De naissance j'avais le sentiment des branches qui tombent quand je ne les voyais pas. Elles étaient au-dehors de moi à la fenêtre déguisée en miroir. Elles se battaient et moi aussi avec le vent peut-être les événements les rêves de la veille ou l’endormissement.

Je ne savais pas encore compter mais parler m’était déjà plus difficile. Les mots s’enfonçaient dans ma bouche trop haute comme des coups de poing. Je donnais au ciel des teintes qu’il n’avait pas. C’était là mon seul jeu. Je ne savais pas jouer et je suis resté en l’état depuis lors.

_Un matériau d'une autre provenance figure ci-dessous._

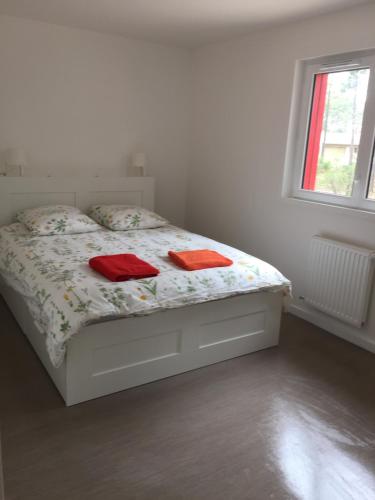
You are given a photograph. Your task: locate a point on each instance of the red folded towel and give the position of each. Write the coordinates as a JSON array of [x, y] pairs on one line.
[[122, 267], [192, 260]]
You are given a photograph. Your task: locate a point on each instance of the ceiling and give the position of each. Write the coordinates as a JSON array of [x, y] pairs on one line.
[[186, 23]]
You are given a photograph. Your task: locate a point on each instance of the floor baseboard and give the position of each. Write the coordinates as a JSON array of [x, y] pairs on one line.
[[333, 326]]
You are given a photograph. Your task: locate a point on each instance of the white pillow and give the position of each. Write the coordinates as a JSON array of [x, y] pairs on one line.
[[56, 219], [126, 217]]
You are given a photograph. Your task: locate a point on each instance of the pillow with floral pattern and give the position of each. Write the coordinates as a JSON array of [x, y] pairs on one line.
[[56, 219], [126, 217]]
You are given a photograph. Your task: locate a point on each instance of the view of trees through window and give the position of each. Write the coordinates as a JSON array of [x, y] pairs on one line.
[[335, 129]]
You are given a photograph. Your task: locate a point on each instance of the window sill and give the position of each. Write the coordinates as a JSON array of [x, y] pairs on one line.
[[333, 209]]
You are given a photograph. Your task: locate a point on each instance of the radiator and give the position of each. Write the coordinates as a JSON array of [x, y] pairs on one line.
[[339, 279]]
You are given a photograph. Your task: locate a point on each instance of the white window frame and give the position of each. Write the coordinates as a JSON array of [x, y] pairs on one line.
[[299, 130]]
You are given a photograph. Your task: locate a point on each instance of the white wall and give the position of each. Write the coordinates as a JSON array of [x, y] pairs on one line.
[[80, 102], [242, 94]]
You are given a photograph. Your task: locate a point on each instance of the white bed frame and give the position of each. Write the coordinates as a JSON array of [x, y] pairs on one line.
[[111, 356]]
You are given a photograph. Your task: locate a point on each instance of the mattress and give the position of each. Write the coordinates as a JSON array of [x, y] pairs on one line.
[[64, 294]]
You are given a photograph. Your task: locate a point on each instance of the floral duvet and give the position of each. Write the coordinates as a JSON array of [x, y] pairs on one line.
[[63, 293]]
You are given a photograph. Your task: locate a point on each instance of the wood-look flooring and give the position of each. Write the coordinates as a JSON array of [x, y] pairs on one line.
[[293, 422]]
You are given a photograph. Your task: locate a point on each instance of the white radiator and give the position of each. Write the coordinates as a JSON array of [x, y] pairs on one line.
[[339, 279]]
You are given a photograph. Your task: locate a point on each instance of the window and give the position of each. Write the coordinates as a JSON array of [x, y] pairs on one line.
[[333, 158]]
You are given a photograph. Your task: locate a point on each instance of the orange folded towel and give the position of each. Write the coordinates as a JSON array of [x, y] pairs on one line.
[[192, 260]]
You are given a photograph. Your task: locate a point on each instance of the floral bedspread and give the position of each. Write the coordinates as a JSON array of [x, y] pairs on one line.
[[63, 293]]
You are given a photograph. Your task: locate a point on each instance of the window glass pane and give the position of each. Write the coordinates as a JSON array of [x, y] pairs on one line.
[[334, 131]]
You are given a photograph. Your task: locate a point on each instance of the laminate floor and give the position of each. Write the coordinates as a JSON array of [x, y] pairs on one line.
[[292, 422]]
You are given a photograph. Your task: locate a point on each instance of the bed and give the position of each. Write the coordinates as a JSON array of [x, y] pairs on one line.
[[95, 337]]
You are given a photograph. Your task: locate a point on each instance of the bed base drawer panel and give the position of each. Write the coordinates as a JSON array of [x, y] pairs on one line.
[[137, 352], [232, 329]]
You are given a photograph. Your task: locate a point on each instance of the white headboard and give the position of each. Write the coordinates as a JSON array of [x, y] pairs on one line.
[[17, 193]]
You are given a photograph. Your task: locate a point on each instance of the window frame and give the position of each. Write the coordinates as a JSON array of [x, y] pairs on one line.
[[366, 148]]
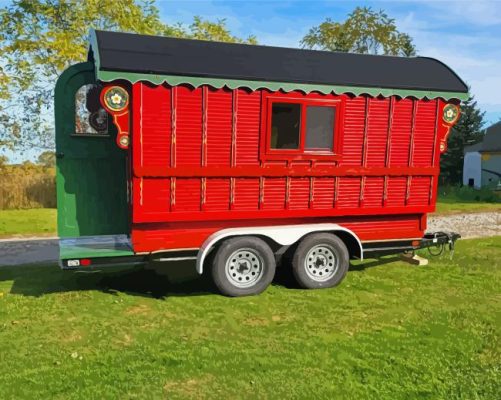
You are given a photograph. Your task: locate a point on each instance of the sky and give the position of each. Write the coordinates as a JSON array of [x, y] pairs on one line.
[[466, 35]]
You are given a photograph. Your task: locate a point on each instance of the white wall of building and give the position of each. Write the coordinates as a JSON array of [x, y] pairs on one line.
[[472, 169]]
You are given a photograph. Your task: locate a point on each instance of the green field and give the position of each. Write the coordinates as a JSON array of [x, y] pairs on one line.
[[454, 207], [32, 222], [390, 331]]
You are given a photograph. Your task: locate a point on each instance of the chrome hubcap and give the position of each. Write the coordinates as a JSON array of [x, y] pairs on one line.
[[321, 263], [244, 268]]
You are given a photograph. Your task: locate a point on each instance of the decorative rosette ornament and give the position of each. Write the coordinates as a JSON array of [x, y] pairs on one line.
[[116, 98], [451, 113]]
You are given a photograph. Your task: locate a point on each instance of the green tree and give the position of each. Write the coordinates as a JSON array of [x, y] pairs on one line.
[[365, 31], [467, 131], [4, 160], [47, 159], [40, 38]]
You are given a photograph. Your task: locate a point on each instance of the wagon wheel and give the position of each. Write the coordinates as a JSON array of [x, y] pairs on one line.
[[320, 261], [243, 266]]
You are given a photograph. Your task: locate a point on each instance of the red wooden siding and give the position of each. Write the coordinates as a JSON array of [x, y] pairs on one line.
[[197, 157], [353, 131], [188, 126]]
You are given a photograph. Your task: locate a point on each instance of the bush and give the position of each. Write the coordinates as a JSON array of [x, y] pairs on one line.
[[27, 186], [468, 194]]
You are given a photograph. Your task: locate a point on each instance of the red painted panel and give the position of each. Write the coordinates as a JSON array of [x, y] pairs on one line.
[[323, 193], [152, 122], [373, 192], [424, 133], [219, 126], [188, 194], [150, 197], [400, 132], [248, 122], [349, 192], [420, 191], [274, 194], [246, 194], [154, 237], [217, 195], [377, 132], [353, 132], [212, 163], [188, 126], [299, 193], [397, 187]]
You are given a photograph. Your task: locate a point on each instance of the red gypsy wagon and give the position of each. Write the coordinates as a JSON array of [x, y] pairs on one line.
[[235, 155]]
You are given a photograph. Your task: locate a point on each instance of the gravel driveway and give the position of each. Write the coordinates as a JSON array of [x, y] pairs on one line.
[[16, 252]]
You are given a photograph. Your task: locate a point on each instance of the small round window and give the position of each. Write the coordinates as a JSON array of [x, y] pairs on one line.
[[90, 117]]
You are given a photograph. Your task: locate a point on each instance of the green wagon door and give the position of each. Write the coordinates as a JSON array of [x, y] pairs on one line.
[[91, 169]]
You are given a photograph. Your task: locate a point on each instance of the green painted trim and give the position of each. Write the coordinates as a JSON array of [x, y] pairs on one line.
[[71, 252], [95, 246], [174, 80]]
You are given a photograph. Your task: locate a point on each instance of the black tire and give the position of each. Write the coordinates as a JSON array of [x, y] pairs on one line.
[[327, 264], [243, 266]]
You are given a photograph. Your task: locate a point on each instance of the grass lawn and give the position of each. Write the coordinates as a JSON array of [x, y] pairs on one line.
[[36, 221], [454, 206], [389, 331]]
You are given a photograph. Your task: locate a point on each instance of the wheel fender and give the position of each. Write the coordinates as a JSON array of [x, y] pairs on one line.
[[284, 235]]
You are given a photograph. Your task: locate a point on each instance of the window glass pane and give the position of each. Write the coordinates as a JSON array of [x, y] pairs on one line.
[[285, 126], [320, 127], [90, 117]]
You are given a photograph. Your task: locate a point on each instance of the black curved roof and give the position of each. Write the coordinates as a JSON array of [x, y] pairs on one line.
[[170, 56]]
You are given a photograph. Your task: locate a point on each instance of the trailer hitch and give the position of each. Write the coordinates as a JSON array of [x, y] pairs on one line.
[[436, 242]]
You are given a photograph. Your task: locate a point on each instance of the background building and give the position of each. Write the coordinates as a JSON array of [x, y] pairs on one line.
[[482, 161]]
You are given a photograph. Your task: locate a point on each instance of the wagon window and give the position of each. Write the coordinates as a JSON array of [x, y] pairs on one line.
[[285, 126], [90, 118], [320, 127]]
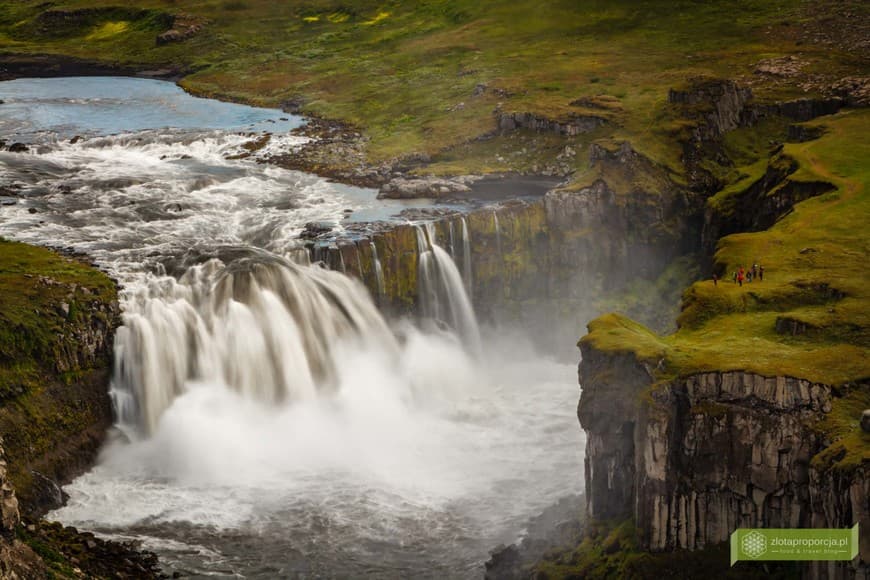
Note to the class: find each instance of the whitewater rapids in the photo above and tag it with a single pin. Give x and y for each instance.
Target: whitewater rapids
(271, 423)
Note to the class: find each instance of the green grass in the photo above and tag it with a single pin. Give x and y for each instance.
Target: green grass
(399, 69)
(34, 282)
(815, 261)
(43, 408)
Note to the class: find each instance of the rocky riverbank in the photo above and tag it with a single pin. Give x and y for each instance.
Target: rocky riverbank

Vous me verrez – rouillé comme une brouette à demi-enfoncée dans le sol – sinon que j’ai en moi l’instinct des branches qui tombent.


Je ne sais toujours pas faire mes comptes. Ma maison est une chose inhabitée pour une tête inhabitable. Mon cerveau est un cercueil armé de roulettes ridicules. Mon corps – la porte de l’enfer. Et c’est ainsi que je vais bien, très bien à même ma mémoire sous le sommeil simulé par ma seule paupière dénuée d’expression, ronflante.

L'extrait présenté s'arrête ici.